By Susan Yellin | December 03 2018 09:30AM

Photo: Freepik

Artificial intelligence (AI) may go a long way in helping advisors with their clients, but Canadians need to ask a lot of questions about where and how troves of personal information collected are used and whether that data benefits clients, a recent Advocis symposium heard.

“I think from a regulatory perspective … you always have to step back as advisors and consider whether or not what you’re doing is really in the interests of your client,” said James Leong, senior legal counsel with the British Columbia Securities Commission (BCSC).

“From a regulatory perspective, we also have to think about whether certain rules make a lot of sense and continue to make a lot of sense [in the future]. New circumstances or processes may not necessarily address what we were thinking of in the way we thought they would be addressed.”

Democratizing underserved markets

Leong told the symposium that AI is constantly evolving, particularly in the financial services arena. He said he sees his role in the BCSC to be one of a watchdog to see how AI really does develop and how it can be used to benefit investors. He suggested for example, that AI might help to democratize underserved markets or streamline companies’ business models.

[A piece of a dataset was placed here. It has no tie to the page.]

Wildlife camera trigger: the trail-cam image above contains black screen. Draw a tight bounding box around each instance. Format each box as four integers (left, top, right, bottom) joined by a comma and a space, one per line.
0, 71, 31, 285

In February 2017, the Canadian Securities Administrators (CSA) launched a regulatory sandbox aimed specifically at supporting businesses that want to use innovative products, services and applications across the country. At the same time, the CSA said the sandbox wants to make sure investors are protected.

The CSA regulatory sandbox is open to business models that are innovative from a Canadian market perspective. The CSA assesses the merits of each business model and businesses that register or receive relief may be allowed to test their products and services throughout the Canadian market. 

Become familiar with the basics

With AI considered to be one of the major trends in the financial services industry, it’s everyone’s responsibility to become familiar with at least the basics, said Chadi Habib, executive vice president, information technology, Desjardins Group.

An increasing amount of information is being analyzed to help clients make investment decisions, using everything from geopolitical to scientific data, said Habib.

“It’s no longer possible for a single human being to be able to analyze all that and make a good recommendation for their customer,” he said.

However, he said Desjardins does not believe in 100% automation because all generations, from millennials to baby boomers, have indicated they want some kind of human contact to help them analyze all the information before making a major financial decision.

Leong said AI may be used to help clients understand areas like risk tolerance that will then improve the quality of advisor’s decision making. 

Privacy concerns

Privacy is a big concern especially when it comes to the largest AI firms, like Facebook. “It’s time for us to start balancing the symmetry of value on how data is viewed and shared in this country,” said Habib.

“The key is: let’s ask questions and what we are giving up and most importantly is there symmetry of value being generated?”

Habib said Canadians have their heads in the sand when it comes to privacy issues.

“For us, it’s very simple: personal data belongs to you, not to anybody else. And if you decide to give it to somebody else there has to be a symmetric sharing of value.”